Rocha: "This terrorism directed at the cinema is really bad. It’s bad right from the moment you classify a film as ‘art-house’. Because no one talks about ‘artistic’ paintings, or novels, or poems – yet they talk about ‘artistic’ films."

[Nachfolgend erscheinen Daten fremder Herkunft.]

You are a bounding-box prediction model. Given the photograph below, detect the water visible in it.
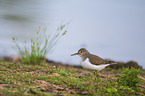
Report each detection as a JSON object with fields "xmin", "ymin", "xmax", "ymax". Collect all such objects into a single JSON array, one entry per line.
[{"xmin": 0, "ymin": 0, "xmax": 145, "ymax": 68}]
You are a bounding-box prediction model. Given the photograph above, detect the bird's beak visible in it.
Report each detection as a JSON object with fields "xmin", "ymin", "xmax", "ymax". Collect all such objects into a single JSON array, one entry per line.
[{"xmin": 71, "ymin": 53, "xmax": 79, "ymax": 56}]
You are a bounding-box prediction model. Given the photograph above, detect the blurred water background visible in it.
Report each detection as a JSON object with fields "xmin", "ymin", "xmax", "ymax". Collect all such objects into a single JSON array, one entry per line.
[{"xmin": 0, "ymin": 0, "xmax": 145, "ymax": 68}]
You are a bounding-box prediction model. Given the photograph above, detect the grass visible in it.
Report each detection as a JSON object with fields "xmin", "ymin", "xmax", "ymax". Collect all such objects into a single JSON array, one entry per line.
[
  {"xmin": 12, "ymin": 24, "xmax": 67, "ymax": 65},
  {"xmin": 0, "ymin": 61, "xmax": 145, "ymax": 96}
]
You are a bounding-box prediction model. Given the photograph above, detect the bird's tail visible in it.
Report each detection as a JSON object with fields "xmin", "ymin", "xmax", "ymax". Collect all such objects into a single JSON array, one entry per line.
[{"xmin": 110, "ymin": 63, "xmax": 118, "ymax": 65}]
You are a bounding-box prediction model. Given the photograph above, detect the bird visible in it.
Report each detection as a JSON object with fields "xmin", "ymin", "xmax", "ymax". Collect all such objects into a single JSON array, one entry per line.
[{"xmin": 71, "ymin": 48, "xmax": 116, "ymax": 75}]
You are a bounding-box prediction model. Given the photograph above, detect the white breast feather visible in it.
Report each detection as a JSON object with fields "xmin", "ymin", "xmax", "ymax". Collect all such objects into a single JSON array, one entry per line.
[{"xmin": 81, "ymin": 58, "xmax": 110, "ymax": 71}]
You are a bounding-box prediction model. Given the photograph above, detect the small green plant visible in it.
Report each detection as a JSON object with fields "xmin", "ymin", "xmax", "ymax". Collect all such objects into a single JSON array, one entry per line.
[
  {"xmin": 12, "ymin": 24, "xmax": 67, "ymax": 64},
  {"xmin": 118, "ymin": 67, "xmax": 142, "ymax": 88}
]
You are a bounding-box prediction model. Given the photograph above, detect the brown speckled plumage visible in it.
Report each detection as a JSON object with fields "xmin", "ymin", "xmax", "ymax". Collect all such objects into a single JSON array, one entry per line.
[{"xmin": 72, "ymin": 48, "xmax": 105, "ymax": 65}]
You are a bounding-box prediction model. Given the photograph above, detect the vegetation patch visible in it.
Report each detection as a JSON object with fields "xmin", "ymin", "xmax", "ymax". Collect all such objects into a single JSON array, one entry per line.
[{"xmin": 0, "ymin": 61, "xmax": 145, "ymax": 96}]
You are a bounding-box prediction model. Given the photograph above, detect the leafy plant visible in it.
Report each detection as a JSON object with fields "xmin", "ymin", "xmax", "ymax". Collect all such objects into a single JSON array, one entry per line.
[
  {"xmin": 118, "ymin": 67, "xmax": 142, "ymax": 88},
  {"xmin": 12, "ymin": 24, "xmax": 67, "ymax": 64}
]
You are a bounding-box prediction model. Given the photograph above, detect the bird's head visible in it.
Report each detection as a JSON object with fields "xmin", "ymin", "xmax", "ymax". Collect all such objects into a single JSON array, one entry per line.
[{"xmin": 71, "ymin": 48, "xmax": 89, "ymax": 57}]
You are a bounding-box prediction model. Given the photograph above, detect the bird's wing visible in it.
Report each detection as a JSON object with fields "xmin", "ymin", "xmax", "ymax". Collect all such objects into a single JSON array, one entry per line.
[{"xmin": 89, "ymin": 54, "xmax": 105, "ymax": 65}]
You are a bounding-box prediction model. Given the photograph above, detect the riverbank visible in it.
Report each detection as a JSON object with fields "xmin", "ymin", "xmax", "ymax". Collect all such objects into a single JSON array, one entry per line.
[{"xmin": 0, "ymin": 57, "xmax": 145, "ymax": 96}]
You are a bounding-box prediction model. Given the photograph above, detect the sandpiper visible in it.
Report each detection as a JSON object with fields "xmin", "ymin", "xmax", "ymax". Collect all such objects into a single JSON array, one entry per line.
[{"xmin": 71, "ymin": 48, "xmax": 116, "ymax": 71}]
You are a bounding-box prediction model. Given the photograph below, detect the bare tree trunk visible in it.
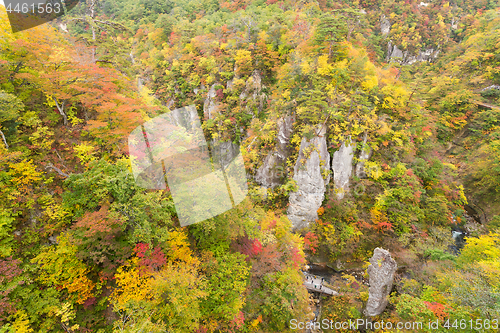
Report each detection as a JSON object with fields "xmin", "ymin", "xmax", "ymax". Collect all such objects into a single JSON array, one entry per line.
[
  {"xmin": 0, "ymin": 130, "xmax": 9, "ymax": 149},
  {"xmin": 52, "ymin": 97, "xmax": 68, "ymax": 126},
  {"xmin": 90, "ymin": 0, "xmax": 97, "ymax": 63}
]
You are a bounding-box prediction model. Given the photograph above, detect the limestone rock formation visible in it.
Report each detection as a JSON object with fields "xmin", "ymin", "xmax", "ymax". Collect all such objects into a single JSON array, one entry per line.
[
  {"xmin": 332, "ymin": 138, "xmax": 354, "ymax": 200},
  {"xmin": 287, "ymin": 126, "xmax": 330, "ymax": 229},
  {"xmin": 355, "ymin": 132, "xmax": 373, "ymax": 178},
  {"xmin": 255, "ymin": 116, "xmax": 294, "ymax": 187},
  {"xmin": 238, "ymin": 70, "xmax": 266, "ymax": 112},
  {"xmin": 203, "ymin": 83, "xmax": 217, "ymax": 119},
  {"xmin": 380, "ymin": 14, "xmax": 391, "ymax": 36},
  {"xmin": 386, "ymin": 41, "xmax": 439, "ymax": 65},
  {"xmin": 364, "ymin": 247, "xmax": 398, "ymax": 316}
]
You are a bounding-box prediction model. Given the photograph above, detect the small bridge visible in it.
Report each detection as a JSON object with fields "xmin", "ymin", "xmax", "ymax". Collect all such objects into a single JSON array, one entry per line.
[{"xmin": 304, "ymin": 273, "xmax": 339, "ymax": 296}]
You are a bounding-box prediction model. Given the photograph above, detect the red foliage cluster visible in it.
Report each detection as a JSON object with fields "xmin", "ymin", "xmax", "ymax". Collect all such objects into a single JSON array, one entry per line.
[
  {"xmin": 424, "ymin": 302, "xmax": 450, "ymax": 320},
  {"xmin": 134, "ymin": 243, "xmax": 167, "ymax": 271},
  {"xmin": 0, "ymin": 257, "xmax": 22, "ymax": 322},
  {"xmin": 304, "ymin": 232, "xmax": 318, "ymax": 253}
]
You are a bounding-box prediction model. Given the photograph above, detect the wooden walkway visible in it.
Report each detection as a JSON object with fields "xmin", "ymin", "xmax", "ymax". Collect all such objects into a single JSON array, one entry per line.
[{"xmin": 303, "ymin": 272, "xmax": 339, "ymax": 296}]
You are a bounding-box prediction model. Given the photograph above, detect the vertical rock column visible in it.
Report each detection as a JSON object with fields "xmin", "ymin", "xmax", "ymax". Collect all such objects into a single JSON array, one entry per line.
[
  {"xmin": 332, "ymin": 138, "xmax": 354, "ymax": 200},
  {"xmin": 287, "ymin": 126, "xmax": 330, "ymax": 229},
  {"xmin": 364, "ymin": 247, "xmax": 398, "ymax": 316},
  {"xmin": 355, "ymin": 132, "xmax": 373, "ymax": 178},
  {"xmin": 255, "ymin": 116, "xmax": 293, "ymax": 187}
]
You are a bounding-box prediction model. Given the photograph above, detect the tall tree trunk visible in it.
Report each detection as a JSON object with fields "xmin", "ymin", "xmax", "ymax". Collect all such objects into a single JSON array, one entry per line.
[
  {"xmin": 0, "ymin": 130, "xmax": 9, "ymax": 149},
  {"xmin": 52, "ymin": 97, "xmax": 68, "ymax": 126}
]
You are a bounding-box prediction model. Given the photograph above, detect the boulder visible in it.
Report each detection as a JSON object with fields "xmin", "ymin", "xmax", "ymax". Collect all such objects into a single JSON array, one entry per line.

In diesem (jetzt wieder veröffentlicht im wunderbaren Rouge-Magazin; via filmfilter) 1970er-Gespräch zwischen Glauber Rocha, Jean-Marie Straub, Pierre Clémenti und Miklos Janscó ist zwar vieles nicht unbedingt meiner "Kinosicht" entsprechend, aber im obigen Punkt hat Rocha unzweifelhaft recht: Über das Kino wird anders gesprochen - zumindest weitläufig. "Künstlerisch" als besonders nennenswert; "a work of art" als Qualitätsurteil. Im Gegensatz aber zum "Cinema Novo"-Vater Rocha denke ich nicht, dass diese Form von kritischer "Belächelung" bloß ökonomische Hintergründe hat. Eher scheint mir der Grund dafür in der "Jugendlichkeit" der Kunst Film an sich zu liegen. Im "Jahrmarktursprung" gewissermaßen und auch in der angeblichen "Technokratie" des Films: dem "Wunderwerk", als welches die "laufenden Bilder" noch erscheinen; ein Wunder, das der Film als Kunst in seinem "Image" auch nach über 100 Jahren noch nicht ganz hat abschütteln können.
Mir erscheint das Kino nicht "tot" - vielmehr leidet es noch immer unter einigen Geburtsschwierigkeiten.